Research from the London School of Hygiene & Tropical Medicine estimates that B.1.1.7 infection was associated with 55% higher mortality compared to other strains of SARS-CoV-2, during November 2020 and February 2021 in the UK. Additionally, a paper published in the British Medical Journal last month, by Challen R and colleagues has confirmed that individuals infected with the B.1.1.7 variant were between 32% and 104% (central estimate 64%) more likely to die than equivalent individuals infected with previously circulating variants. The Kent B.1.1.7 variant therefore has the potential to cause substantial mortality compared with previously circulating variants in the UK and globally.

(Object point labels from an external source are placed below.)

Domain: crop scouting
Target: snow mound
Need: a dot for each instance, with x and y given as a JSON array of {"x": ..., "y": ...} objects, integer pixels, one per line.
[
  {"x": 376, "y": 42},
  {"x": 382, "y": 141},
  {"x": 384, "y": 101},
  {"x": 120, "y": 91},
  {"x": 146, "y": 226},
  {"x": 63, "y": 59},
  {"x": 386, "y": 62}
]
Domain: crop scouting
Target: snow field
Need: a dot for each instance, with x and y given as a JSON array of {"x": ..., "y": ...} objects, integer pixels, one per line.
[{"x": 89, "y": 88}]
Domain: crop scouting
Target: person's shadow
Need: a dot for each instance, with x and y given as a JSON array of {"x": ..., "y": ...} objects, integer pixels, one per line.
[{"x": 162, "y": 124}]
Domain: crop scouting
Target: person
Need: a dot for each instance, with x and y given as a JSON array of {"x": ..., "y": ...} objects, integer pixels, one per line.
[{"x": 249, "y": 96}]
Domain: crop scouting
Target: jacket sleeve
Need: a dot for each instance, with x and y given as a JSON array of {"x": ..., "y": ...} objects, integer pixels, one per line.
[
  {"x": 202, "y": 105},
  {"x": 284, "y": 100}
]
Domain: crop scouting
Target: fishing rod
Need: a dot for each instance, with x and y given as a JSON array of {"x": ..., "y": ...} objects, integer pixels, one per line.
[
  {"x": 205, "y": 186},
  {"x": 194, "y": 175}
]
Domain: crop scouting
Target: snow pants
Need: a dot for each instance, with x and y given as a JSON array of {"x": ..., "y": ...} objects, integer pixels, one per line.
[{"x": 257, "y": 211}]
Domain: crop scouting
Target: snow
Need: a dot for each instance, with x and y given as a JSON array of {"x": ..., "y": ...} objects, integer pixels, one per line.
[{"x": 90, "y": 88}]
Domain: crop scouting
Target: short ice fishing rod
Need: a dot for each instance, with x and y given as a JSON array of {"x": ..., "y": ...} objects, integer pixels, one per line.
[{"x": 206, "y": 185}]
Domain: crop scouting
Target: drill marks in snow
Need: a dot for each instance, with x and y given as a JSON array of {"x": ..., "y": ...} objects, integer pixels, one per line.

SARS-CoV-2, is unlikely to be eradicated; it will remain endemic. Studies are underway to understand the effect of the current variants of concern on vaccine efficacy, but we believe that current vaccines work against the known important variants of concern.

In a worst case scenario, a new highly divergent vaccine-resistant variant of the virus with altered properties could arise. A continued pandemic will ensue and living with restrictions will be necessary in the near to medium term; then ‘normality’, socialising and summer holidays are unlikely.

In a best case scenario, all nations will work collaboratively to achieve high levels of global immunity by mass vaccination, and ensure that dangerous highly divergent new variants of concern do not arise, as the virus is suppressed globally. Furthermore, coordinated global surveillance to rapidly identify, note the origin, characterise properties and monitor the spread of new virus variants will be needed for many years. The UK is well placed to assist in this international endeavour. We know that we can also adapt current vaccines to counter newly identified variants, and this is achievable in a much shorter timeframe with new mRNA vaccines.

Social interactions and holidays are vital to restore our psychosocial and physical well being. I have been lucky to have spent some time in the last few summers in Normandy, Provence and the Côte d’Azur. As we all look forward to enjoying summer holidays in foreign climes once again, we must collectively take steps to reduce virus transmission and follow any restrictions and guidance in place.

 

Dr Raj Chandok, FRCGP FRSA MSc MBBS DC DFFP DRCOG D Med Ed. General Practitioner. Principal, Dr G.Singh & Partners.